Back to the vulnerability. To remove Debian packages the command 'apt remove <packagename>' is used. Some packages need to do additional cleanup when being removed, one of these packages has decided to clean out user configuration files by issuing the command ‘rm –rf /home/*/.config/programX’ as root.
This uninstall script has an obvious symlink vulnerability where a user can symlink their .config file to point to any directory and thus allow deletion of a file or folder named "programX" anywhere on the filesystem. While an issue in itself, such a vulnerability is hard to abuse as deletion of a file named programX is unlikely to cause much harm, especially as that program is being uninstalled.

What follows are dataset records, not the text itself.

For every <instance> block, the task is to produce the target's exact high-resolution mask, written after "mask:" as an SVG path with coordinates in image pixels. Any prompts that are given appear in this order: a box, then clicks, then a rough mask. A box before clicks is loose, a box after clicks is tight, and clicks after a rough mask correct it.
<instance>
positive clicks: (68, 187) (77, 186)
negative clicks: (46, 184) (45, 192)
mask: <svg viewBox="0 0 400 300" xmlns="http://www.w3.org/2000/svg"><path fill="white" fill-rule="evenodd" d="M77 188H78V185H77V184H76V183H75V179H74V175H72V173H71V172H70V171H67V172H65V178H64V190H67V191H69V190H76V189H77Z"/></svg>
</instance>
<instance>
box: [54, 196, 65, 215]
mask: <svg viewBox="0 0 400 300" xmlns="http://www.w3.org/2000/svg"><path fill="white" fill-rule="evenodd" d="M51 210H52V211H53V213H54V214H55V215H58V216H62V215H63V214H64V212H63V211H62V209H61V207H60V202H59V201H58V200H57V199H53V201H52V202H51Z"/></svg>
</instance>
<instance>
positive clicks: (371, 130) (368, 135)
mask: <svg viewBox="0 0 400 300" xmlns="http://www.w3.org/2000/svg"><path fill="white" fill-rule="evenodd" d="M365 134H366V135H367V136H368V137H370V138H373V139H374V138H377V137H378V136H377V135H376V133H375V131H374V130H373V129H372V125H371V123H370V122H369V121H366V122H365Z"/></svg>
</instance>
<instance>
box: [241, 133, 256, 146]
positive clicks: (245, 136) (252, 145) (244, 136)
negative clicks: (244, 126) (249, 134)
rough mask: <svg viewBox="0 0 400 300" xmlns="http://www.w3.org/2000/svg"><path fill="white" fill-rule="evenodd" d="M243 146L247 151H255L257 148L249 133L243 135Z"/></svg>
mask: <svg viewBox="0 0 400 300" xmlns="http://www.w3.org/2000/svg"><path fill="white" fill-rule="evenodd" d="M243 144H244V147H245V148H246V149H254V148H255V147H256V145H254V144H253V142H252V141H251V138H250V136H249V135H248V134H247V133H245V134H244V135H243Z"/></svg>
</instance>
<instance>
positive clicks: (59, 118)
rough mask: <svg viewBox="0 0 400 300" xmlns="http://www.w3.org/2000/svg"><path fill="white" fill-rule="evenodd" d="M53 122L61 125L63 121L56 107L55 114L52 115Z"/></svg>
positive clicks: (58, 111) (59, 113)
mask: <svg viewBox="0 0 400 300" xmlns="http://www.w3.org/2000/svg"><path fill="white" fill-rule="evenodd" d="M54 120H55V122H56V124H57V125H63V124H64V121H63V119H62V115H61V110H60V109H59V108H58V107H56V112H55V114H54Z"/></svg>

Note that creating a symlink from /home/user/.config/programX to, for example, /etc/password will not work, as ‘rm’ will in that case only remove the symlink itself. The difference in behavior from when .config is symlinked is caused by the fact that programX is on the end of the path.
This is where the user and mount namespaces come in. Using user + mount namespaces, we can use a symlink on the .config folder to trick the script into our own mount namespace. Within our own mount namespace, we have control over the filesystem and can for example create a bind mount from the programX folder to /etc/. This bind mount is not a symlink and ‘rm’ will happily descend into the folder.
A demonstration of the attack is shown in the screenshot below. On the left is the simulated uninstall script with root privileges and on the right is the attacker without root on the host. The initial 'unshare –r –m' command creates a user and a mount namespace and enters it.
Note that the attacker needs to execute all commands before the first 'ls' command before the uninstall script is run, additionally the process and the namespace must be running on the system while the uninstall is taking place.
As this method is a way to increase the impact of symlink vulnerabilities, the suggested way of solving this issue is to fix symlink vulnerabilities. There are mitigations one can add, for example the 'rm -rf' command can be run through its own PID namespace, thus hiding access to the mount namespace through /proc/PID/root.
The use of containers is running ahead of publicly available research. Due to this, it is hard for developers to fully grasp the security implications of providing root access within a container and what implications addition of specific capabilities have on security.
Hopefully this blog post gave some insight into why it is bad to provide root within a Docker container and how namespaces can affect existing vulnerabilities.